Incremental approach
He said it’s realistic to think the Friends could raise $5 million a year for Hudson River Park. But that obviously wouldn’t cover — at least not all at once — the $50 million to $60 million that’s needed to repair the 14-acre Pier 40’s crumbling and corroding infrastructure. On the other hand, “an incremental approach” would work at Pier 40, he said: Sections of roof could be repaired bit by bit, and, similarly, rusting metal support pilings could selectively be encased in concrete to protect them from the salt water. To fully “repurpose” the pier to accommodate added new uses would cost up to $150 million, he said.
Showing they can bring in the bucks, the Friends fundraised $25,000 for the maintenance of the Linden Miller Garden in the park’s new Chelsea section. Through fundraising dinners, they’ve raised a total of $60,000 that they’ve given to the Trust over the past two years.
“I think there is an organized constituency of people in the community who want to see Hudson River Park succeed,” he said. “There are quite a few people of means who are involved in the park. The Mike Novogratzes and Paul Ullmans of the world are on the Trust board and use Pier 40.” Both Novogratz and Ullman are in finance, with Novogratz — a recent gubernatorial appointee to the board — a billionaire. They both have children who play in youth sports leagues on the athletic field at Pier 40.
And while the Friends’ 30-member board currently contains mainly grassroots community activist types, it also has some heavy hitters, Pietrantone noted. Developer Douglas Durst is co-chairperson of the Friends’ board, while Susanna Aaron — wife of Gary Ginsberg, a former top executive at News Corporation — also recently became a board member.
“We began as a group of activists, and have remained a group of activists,” Pietrantone said. “But since I’ve come on board, the people on the board are less connected to the creation of the park.
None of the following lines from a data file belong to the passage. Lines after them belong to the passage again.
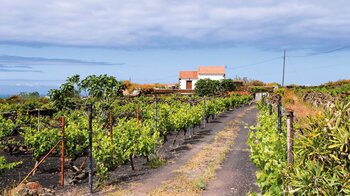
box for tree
[221,79,236,92]
[48,75,80,110]
[79,74,126,100]
[194,79,235,96]
[49,74,126,110]
[19,91,40,99]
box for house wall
[180,74,225,90]
[180,79,198,89]
[198,74,225,80]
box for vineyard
[0,74,251,194]
[249,84,350,195]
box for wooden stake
[87,103,93,193]
[277,96,282,134]
[109,112,113,139]
[287,110,294,166]
[61,116,65,186]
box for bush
[194,79,235,96]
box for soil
[203,105,259,196]
[0,106,258,195]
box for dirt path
[100,106,257,195]
[203,105,259,196]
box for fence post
[287,110,294,166]
[87,103,92,193]
[203,97,207,129]
[61,116,65,186]
[154,95,158,132]
[109,112,113,139]
[277,96,282,134]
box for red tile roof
[179,71,198,79]
[198,66,225,75]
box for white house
[179,66,225,90]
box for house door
[186,80,192,90]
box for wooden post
[136,102,140,121]
[287,110,294,166]
[277,96,282,134]
[87,103,92,194]
[154,95,158,132]
[203,97,207,128]
[61,116,65,186]
[109,112,113,139]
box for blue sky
[0,0,350,94]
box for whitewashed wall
[180,79,198,89]
[198,74,225,80]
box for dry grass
[149,108,251,196]
[283,91,323,120]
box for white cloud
[0,0,350,48]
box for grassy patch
[149,107,252,195]
[146,157,165,169]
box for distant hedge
[194,79,236,96]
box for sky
[0,0,350,95]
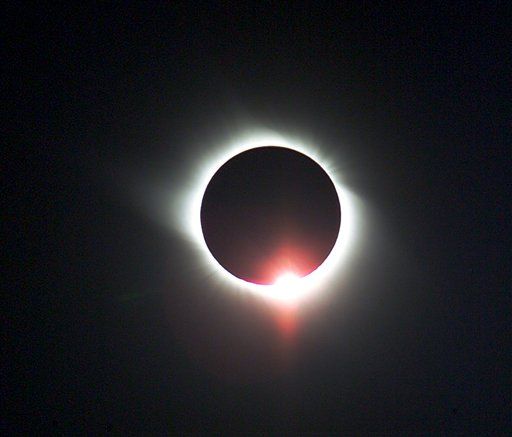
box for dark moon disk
[201,146,341,284]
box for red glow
[258,245,315,284]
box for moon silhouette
[201,146,341,285]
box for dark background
[6,2,511,435]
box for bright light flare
[170,127,359,305]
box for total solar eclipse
[200,146,341,285]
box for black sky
[2,2,511,435]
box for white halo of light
[173,133,358,305]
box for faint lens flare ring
[180,135,356,303]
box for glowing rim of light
[180,134,356,304]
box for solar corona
[182,132,355,304]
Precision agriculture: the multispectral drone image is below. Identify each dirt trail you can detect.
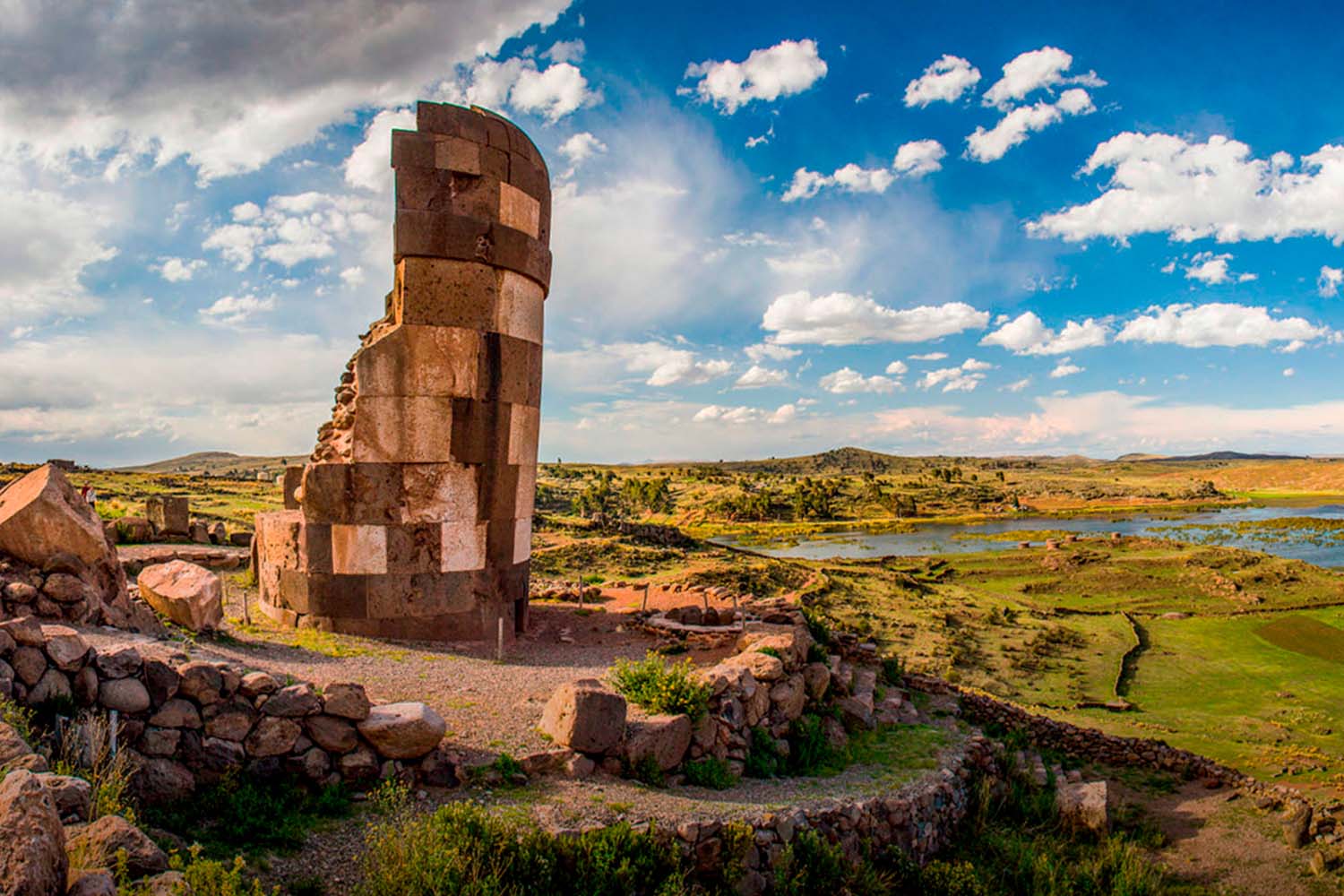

We’ll have room for both the activists and the philanthropists.”
In an e-mail, Noreen Doyle, the Trust’s vice president, said the discussion of private fundraising for Hudson River Park isn’t linked to any decisions about the future of Pier 40.
“Our board has not made any new decisions regarding Pier 40 — that remains subject to separate study,” she said. “I can, however, confirm that no major R.F.P.’s are currently underway.”